Cell wall components in torrefied softwood and hardwood samples

•Хylans are less stable than mannans during torrefaction of wood samples.•Cellulose in hardwoods is more resistant to torrefaction than in softwoods.•Torrefaction at 250 and 300 °C increases the total crystallinity index of cellulose.•Torrefaction increases the relative content of aromatic structures in samples.•Deconvolution of TGA curves is the rapid method to trace the changes in wood samples.

Torrefaction – the process of soft pyrolysis (200–300 °С) in inert atmosphere – is considered to promote the usage of lignocellulosic biomass in various technologies.

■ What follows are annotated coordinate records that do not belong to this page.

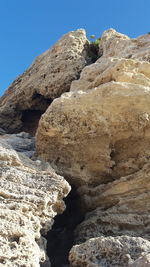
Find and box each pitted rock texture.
[0,29,150,267]
[36,29,150,267]
[69,236,150,267]
[0,29,92,133]
[0,137,70,267]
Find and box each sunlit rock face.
[36,29,150,266]
[0,134,70,267]
[0,29,92,134]
[0,29,150,267]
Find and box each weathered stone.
[36,30,150,267]
[100,29,150,62]
[0,138,70,267]
[36,82,150,185]
[69,236,150,267]
[129,253,150,267]
[0,29,92,133]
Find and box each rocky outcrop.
[0,133,70,267]
[69,236,150,267]
[0,29,92,134]
[36,29,150,266]
[0,29,150,267]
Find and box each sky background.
[0,0,150,95]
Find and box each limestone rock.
[36,30,150,267]
[130,254,150,267]
[0,29,92,133]
[0,138,70,267]
[36,82,150,185]
[69,236,150,267]
[1,132,35,158]
[100,29,150,62]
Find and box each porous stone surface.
[69,236,150,267]
[129,253,150,267]
[0,29,150,267]
[0,29,92,133]
[0,136,70,267]
[36,29,150,266]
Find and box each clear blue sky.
[0,0,150,95]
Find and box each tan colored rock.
[75,163,150,243]
[69,236,150,267]
[36,30,150,267]
[130,254,150,267]
[0,29,92,132]
[100,29,150,62]
[0,138,70,267]
[36,82,150,185]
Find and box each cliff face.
[0,29,150,267]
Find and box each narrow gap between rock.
[46,187,84,267]
[21,93,53,136]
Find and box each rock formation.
[0,29,150,267]
[0,136,70,267]
[0,30,92,133]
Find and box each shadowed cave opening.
[46,187,84,267]
[21,93,53,136]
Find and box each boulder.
[69,236,150,267]
[0,29,92,134]
[0,138,70,267]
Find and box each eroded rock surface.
[0,29,92,134]
[0,133,70,267]
[36,29,150,266]
[0,29,150,267]
[69,236,150,267]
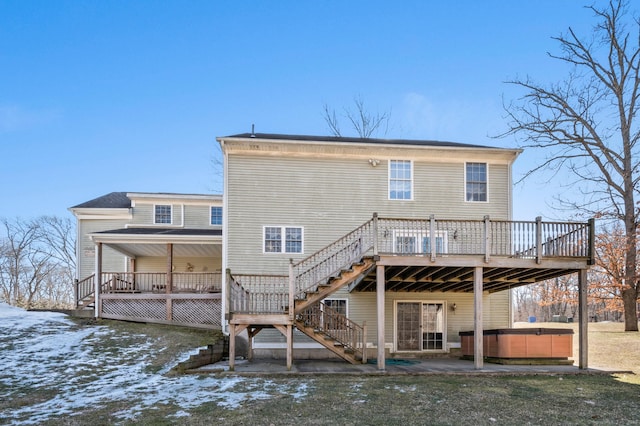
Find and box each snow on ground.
[0,303,309,424]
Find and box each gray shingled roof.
[71,192,131,209]
[96,228,222,237]
[220,133,496,149]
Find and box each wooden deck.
[226,215,594,369]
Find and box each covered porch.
[76,227,222,329]
[226,215,594,371]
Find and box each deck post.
[93,243,102,318]
[578,269,589,370]
[289,259,296,321]
[536,216,542,265]
[287,324,293,371]
[376,265,386,371]
[473,266,484,370]
[484,216,491,263]
[229,324,236,371]
[429,214,437,262]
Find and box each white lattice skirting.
[102,298,222,327]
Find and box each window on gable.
[211,207,222,225]
[389,160,413,200]
[264,226,302,253]
[465,163,487,201]
[154,204,171,224]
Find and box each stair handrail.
[290,215,377,300]
[297,302,367,364]
[75,274,95,308]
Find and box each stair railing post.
[289,259,296,321]
[587,218,596,265]
[373,213,378,256]
[429,214,437,262]
[362,321,367,364]
[536,216,542,264]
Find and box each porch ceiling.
[349,265,580,292]
[100,242,222,258]
[91,227,222,258]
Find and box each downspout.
[218,140,231,335]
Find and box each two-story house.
[218,134,592,369]
[69,192,223,328]
[70,133,594,369]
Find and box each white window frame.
[262,225,304,254]
[209,206,224,226]
[387,160,414,201]
[393,299,449,353]
[393,229,449,256]
[464,161,489,203]
[153,204,173,225]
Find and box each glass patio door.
[396,302,446,351]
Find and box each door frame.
[393,299,449,353]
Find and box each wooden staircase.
[295,257,375,364]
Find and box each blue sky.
[0,0,602,219]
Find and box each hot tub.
[459,328,573,359]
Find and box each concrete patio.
[195,358,617,376]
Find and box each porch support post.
[229,324,236,371]
[376,265,385,370]
[578,269,589,369]
[473,267,484,370]
[93,243,102,318]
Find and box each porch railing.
[227,274,289,314]
[76,272,222,306]
[296,303,367,363]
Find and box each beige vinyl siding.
[226,155,510,274]
[77,219,127,280]
[184,204,218,229]
[344,290,511,346]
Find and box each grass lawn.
[0,312,640,426]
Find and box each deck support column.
[229,324,236,371]
[473,267,484,370]
[93,243,102,318]
[376,265,385,371]
[578,269,589,369]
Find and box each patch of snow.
[0,303,309,424]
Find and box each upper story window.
[153,204,171,224]
[389,160,413,200]
[211,207,222,225]
[465,163,487,201]
[264,226,302,253]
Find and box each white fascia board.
[89,233,222,244]
[218,138,523,164]
[68,208,133,220]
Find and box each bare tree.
[502,0,640,331]
[0,216,75,309]
[323,96,391,139]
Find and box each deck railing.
[76,272,222,306]
[229,214,595,316]
[291,220,375,298]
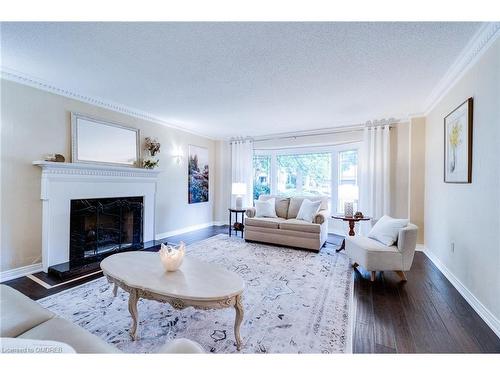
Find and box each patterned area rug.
[39,234,353,353]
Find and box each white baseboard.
[415,243,425,253]
[155,221,223,240]
[422,248,500,337]
[0,263,42,283]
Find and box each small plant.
[142,137,161,169]
[142,159,160,169]
[144,137,161,156]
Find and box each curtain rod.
[253,124,394,143]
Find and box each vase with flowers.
[142,137,161,169]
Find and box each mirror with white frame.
[71,113,140,167]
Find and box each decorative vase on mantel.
[142,137,161,169]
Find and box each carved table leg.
[234,295,243,351]
[128,289,139,340]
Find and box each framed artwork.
[444,98,473,184]
[71,112,141,167]
[188,145,209,204]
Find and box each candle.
[158,242,186,272]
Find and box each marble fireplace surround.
[33,161,161,272]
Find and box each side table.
[332,215,371,253]
[228,208,246,238]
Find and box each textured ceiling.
[1,22,480,137]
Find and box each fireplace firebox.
[69,197,144,265]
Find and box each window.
[276,152,331,196]
[337,150,359,213]
[253,155,271,199]
[253,143,360,213]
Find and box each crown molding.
[0,66,219,141]
[424,22,500,116]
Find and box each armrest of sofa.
[245,207,255,217]
[313,210,329,224]
[158,339,205,354]
[398,223,418,253]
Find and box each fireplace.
[69,197,144,267]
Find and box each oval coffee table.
[101,251,245,350]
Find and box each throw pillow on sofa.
[368,215,410,246]
[297,199,321,223]
[255,198,278,217]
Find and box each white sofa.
[0,285,203,353]
[244,195,329,251]
[345,223,418,281]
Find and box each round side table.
[332,215,371,253]
[228,208,247,238]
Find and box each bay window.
[253,143,359,213]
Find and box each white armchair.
[345,223,418,281]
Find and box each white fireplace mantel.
[33,161,161,272]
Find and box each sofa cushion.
[279,219,321,233]
[245,217,286,229]
[286,195,328,219]
[255,198,277,217]
[297,199,321,223]
[259,195,290,219]
[0,285,54,337]
[19,317,121,353]
[368,215,410,246]
[345,236,405,271]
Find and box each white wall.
[0,80,217,271]
[425,38,500,328]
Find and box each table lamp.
[231,182,247,210]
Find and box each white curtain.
[360,123,390,219]
[230,139,253,207]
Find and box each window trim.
[254,142,362,213]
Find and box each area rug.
[39,234,353,353]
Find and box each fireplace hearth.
[69,197,143,264]
[49,197,159,279]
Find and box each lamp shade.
[231,182,247,195]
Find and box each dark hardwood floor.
[1,226,500,353]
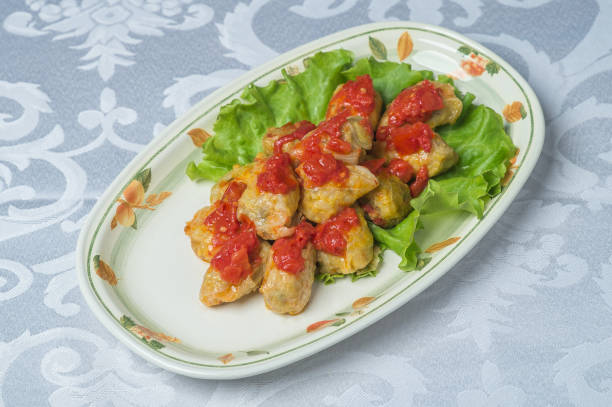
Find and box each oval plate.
[77,22,544,379]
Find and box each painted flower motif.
[455,45,500,76]
[461,59,485,76]
[306,318,346,333]
[217,353,234,365]
[119,315,181,349]
[397,31,414,61]
[111,168,172,230]
[425,236,461,253]
[502,101,527,123]
[500,148,520,187]
[352,297,376,311]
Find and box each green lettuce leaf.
[186,49,353,180]
[368,210,421,271]
[436,105,516,196]
[317,245,384,285]
[342,57,434,105]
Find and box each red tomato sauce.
[325,75,376,122]
[210,222,260,285]
[410,165,429,198]
[300,112,350,187]
[257,153,297,195]
[272,221,315,274]
[387,122,433,155]
[387,158,414,182]
[313,208,360,256]
[359,158,385,175]
[361,204,385,227]
[274,120,317,154]
[376,80,444,140]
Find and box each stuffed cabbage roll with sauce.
[426,82,463,128]
[359,169,412,228]
[325,75,382,134]
[296,162,378,223]
[200,224,270,307]
[259,221,316,315]
[373,122,459,178]
[211,153,300,240]
[185,182,246,262]
[376,80,463,135]
[261,120,316,157]
[313,207,374,274]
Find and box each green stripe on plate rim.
[87,26,534,368]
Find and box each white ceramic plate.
[77,22,544,379]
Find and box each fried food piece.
[261,120,316,157]
[359,171,412,228]
[313,207,374,274]
[372,133,459,178]
[325,75,382,129]
[426,82,463,128]
[200,241,270,307]
[184,180,246,261]
[211,156,300,240]
[185,206,218,262]
[259,221,317,315]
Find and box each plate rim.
[76,21,545,379]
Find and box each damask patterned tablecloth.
[0,0,612,407]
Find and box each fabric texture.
[0,0,612,407]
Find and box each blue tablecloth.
[0,0,612,407]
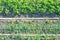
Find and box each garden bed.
[0,0,60,18]
[0,19,60,34]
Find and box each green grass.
[0,0,60,15]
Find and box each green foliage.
[5,9,9,14]
[0,0,60,15]
[0,6,4,13]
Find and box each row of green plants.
[0,35,58,40]
[0,20,60,34]
[0,0,60,15]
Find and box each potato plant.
[0,0,60,15]
[0,20,60,34]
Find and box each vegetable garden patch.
[0,0,60,17]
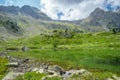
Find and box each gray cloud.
[53,0,85,5]
[40,0,120,20]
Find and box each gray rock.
[62,69,92,78]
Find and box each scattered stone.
[2,71,24,80]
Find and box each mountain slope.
[74,8,120,32]
[0,5,80,37]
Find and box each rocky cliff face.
[74,8,120,32]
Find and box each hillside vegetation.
[0,31,120,73]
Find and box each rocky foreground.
[0,53,120,80]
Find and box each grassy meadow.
[0,32,120,78]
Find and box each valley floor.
[0,32,120,80]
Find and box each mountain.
[0,5,51,20]
[0,5,80,39]
[76,8,120,32]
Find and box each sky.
[0,0,120,20]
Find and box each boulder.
[62,69,92,78]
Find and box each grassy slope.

The initial raw material is not uniform in composition and we compared the effect of torrefaction on the samples of hardwood (birch) and softwood (pine). The major differences between the torrefied samples were observed between 225 and 250 °С and were largely connected with different behavior of hemicelluloses. Monosaccharide analysis revealed the decrease in detectable xylose from 26% to 1% (250 °С) of the raw sample in birch, and from 11% to 1%—in pine. Mannans were more resistant to degradation. Comparison of data from HPAEC, thermal analysis and IR-spectroscopy revealed that hemicelluloses are modified during torrefaction at 225–250 °С, rather than fully degraded and removed from the sample. This may lead to considerable modification of wood properties, more pronounced in hardwoods. The relative content of aromatic structures went up during torrefaction, part of the effect was due to condensation of modified carbohydrate units. Index of cellulose crystallinity increased in torrefied samples. The content of cellulose in birch samples remained the same as in raw sample up to 250 °С, while in pine it dramatically decreased after the torrefaction at 250 °С. Torrefaction at 300 °С made the samples of hardwood and softwood very much alike. The perspectives of usage of hardwoods and softwoods torrefied at different temperatures are discussed.